Databricks

DineshKumar · ‎08-29-2020

I have a dataframe like below. I want to convert the first row as columns for this dataframe. How could I do this. Is there any way to convert it directly.(without using df.first)

usdata.show()
-----+---+------------+------------+--------------------+--------------------+
|        _1|       _2|                  _3|                  _4|           _5|
+----------+---------+--------------------+--------------------+-------------+
|first_name|last_name|        company_name|             address|         city|
|     James|     Butt| "Benton, John B Jr"|  6649 N Blue Gum St|  New Orleans|
| Josephine|  Darakjy|"Chanay, Jeffrey ...| 4 B Blue Ridge Blvd|     Brighton|
|       Art|   Venere|"Chemel, James L ...|8 W Cerritos Ave #54|   Bridgeport|
|     Lenna| Paprocki|Feltz Printing Se...|         639 Main St|    Anchorage|
+----------+---------+--------------------+--------------------+-------------+

User16857282152 · ‎08-31-2020

Unless the dataframe is sorted, "first row" is not guaranteed to be consistent.

I can see about working up some code to do this, it probably is fairly straightforward.

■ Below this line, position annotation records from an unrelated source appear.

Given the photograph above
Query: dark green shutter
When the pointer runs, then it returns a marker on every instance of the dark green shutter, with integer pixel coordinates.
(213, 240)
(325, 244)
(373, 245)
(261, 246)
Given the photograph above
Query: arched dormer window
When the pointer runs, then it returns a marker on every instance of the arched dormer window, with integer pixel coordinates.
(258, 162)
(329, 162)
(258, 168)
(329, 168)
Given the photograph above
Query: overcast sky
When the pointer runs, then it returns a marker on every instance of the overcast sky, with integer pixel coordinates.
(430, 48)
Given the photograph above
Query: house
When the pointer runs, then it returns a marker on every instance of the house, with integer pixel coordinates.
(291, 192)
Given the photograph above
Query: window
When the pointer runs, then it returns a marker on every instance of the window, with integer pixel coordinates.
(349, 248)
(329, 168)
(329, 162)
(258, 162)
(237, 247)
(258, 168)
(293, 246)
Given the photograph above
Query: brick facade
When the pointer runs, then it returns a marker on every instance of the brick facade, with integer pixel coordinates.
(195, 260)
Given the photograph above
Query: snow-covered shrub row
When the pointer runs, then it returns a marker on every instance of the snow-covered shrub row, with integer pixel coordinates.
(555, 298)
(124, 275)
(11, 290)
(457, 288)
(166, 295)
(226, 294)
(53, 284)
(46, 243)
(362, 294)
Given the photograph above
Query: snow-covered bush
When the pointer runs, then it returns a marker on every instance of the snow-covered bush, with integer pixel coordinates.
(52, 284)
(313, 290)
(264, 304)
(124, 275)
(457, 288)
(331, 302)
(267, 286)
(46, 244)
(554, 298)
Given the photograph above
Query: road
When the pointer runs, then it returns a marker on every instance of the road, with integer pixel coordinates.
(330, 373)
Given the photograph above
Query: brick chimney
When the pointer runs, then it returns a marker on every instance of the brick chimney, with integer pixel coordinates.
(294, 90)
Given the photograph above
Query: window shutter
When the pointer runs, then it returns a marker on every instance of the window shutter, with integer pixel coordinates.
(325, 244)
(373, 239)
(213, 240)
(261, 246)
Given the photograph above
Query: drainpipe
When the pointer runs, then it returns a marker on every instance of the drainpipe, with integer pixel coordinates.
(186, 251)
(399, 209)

However, if you can specify header = True when reading, the data then this problem is solved for you.

DineshKumar · ‎08-31-2020

This is not reading the data from a file. I have a dataframe like above. I just have to covert the first row as column for the dataframe. thats it.

User16857282152 · ‎09-01-2020

My point was that you are asking for column names from what you consider to be the "first row" and I am telling you that at scale, or if the data volume grows what you consider to be the "first row" may no longer actually be the "first row" unless the data is sorted, "first row" is not a meaningful term.

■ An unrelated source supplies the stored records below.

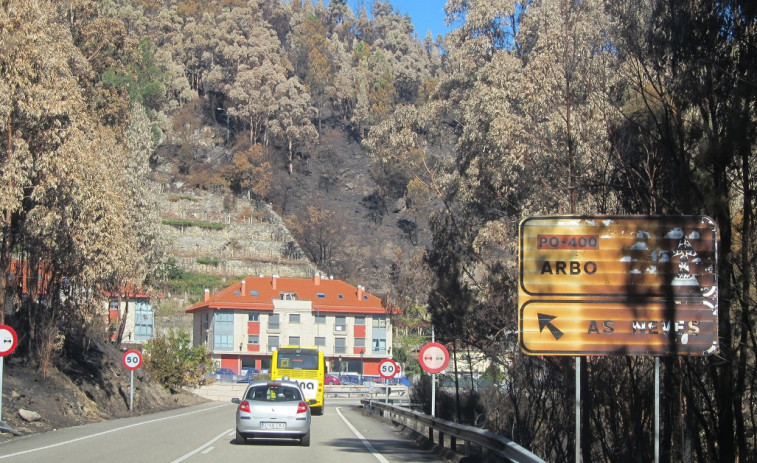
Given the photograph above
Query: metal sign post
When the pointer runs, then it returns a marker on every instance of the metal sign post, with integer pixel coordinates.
(132, 360)
(433, 358)
(618, 285)
(8, 343)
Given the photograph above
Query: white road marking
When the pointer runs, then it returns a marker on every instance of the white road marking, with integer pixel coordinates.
(365, 441)
(200, 448)
(3, 457)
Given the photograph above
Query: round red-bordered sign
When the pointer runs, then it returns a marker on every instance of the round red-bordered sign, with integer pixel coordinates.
(433, 357)
(132, 359)
(388, 368)
(8, 340)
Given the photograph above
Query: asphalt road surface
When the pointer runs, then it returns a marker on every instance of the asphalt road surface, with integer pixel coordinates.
(205, 433)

My point is, spark is or can be a distributed process, and if this data is partitioned into two slices, what at that point is the meaning of "first row"

That said, for small data, single source, it often is.

So here is some code that takes a select of a single row, we can call it "first row" if you want. It takes that single row and builds a list of column names.

Then it takes the schema (column names) from the original dataframe, and rewrites it to use the values from the "first row".

Then it creates a new dataframe, from the old by dropping down to the rdd method.

This code works, but you have been warned, at some point this data was read from a file, specifying the proper settings to read from that file is a safer approach.

If you can not get to that, then perhaps a filter before the limit to make sure you get the row you expect.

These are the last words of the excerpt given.